The Conference Board’s Statement on Q2 GDP
US GDP shows largest economic contraction in 75 years, with only limited recovery in sights
Commentary by Erik Lundh, Senior Economist, The Conference Board
US Real Gross Domestic Product contracted by 32.9% (annualized) during the second quarter of 2020, after already shrinking 5% in Q1. The US economy has not seen an economic contraction of this magnitude since at least 1945, when the country demobilized following World War II. Today’s initial estimate from the Bureau of Economic Analysis (BEA) means that the economy shrank nearly 10% between April and June, a period that encapsulated the worst of the COVID-19 pandemic and lockdown, and the beginning of the reopening.
According to the BEA, personal consumption expenditures growth fell to −34.6% in Q2, with the brunt of the pain hitting services (−43.5%). (Compared to −11.3% in goods). Meanwhile, investment contracted sharply, with non-residential investment growth dropping to −27.0% and residential investment growth to −38.7%. The hits to exports and imports largely cancelled each other out, resulting in no drag from net exports. Overall government spending rose 2.7%, with federal nondefense spending up 39.7%, helping to mitigate the pandemic’s overall damage to the economy.

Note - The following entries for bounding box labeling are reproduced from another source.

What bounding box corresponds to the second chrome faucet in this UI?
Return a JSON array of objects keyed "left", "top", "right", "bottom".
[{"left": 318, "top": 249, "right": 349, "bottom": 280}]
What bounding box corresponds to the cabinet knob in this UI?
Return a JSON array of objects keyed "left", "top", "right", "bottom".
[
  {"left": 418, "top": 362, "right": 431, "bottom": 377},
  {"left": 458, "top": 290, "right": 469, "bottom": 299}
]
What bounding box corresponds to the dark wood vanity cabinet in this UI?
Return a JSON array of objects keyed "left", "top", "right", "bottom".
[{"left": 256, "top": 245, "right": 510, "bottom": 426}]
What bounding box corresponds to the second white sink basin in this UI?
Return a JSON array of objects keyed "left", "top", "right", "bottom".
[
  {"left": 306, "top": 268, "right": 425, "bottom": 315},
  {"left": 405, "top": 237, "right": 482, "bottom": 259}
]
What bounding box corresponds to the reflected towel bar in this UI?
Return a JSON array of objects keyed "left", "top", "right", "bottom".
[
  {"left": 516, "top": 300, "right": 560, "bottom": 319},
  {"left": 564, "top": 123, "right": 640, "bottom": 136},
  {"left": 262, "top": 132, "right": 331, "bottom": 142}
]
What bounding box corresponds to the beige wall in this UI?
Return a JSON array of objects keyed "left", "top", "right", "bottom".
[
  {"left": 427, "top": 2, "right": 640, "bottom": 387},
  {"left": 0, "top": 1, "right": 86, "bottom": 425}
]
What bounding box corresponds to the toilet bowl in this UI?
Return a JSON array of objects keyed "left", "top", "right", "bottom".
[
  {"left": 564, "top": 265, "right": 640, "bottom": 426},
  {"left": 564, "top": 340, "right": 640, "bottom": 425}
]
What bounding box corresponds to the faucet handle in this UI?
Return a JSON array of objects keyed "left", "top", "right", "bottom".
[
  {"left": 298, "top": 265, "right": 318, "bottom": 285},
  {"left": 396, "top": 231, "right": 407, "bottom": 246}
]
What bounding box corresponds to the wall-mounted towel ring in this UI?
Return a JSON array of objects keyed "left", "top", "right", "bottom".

Looking ahead, given the rapid spread of the virus over the summer and the impact it has had on many states, it is not clear that economic activity will significantly improve from June/July levels. We anticipate some recovery in the second half of 2020, but do not expect the economy to reach pre–COVID-19 output levels until 2021 at the earliest. The Conference Board presently has three distinct scenarios for US economic growth in 2020, ranging from a “swoosh”-shaped fall recovery scenario (yielding annual GDP growth of −6.4%) to a more daunting “W”-shaped scenario (yielding annual GDP growth of −7.2%).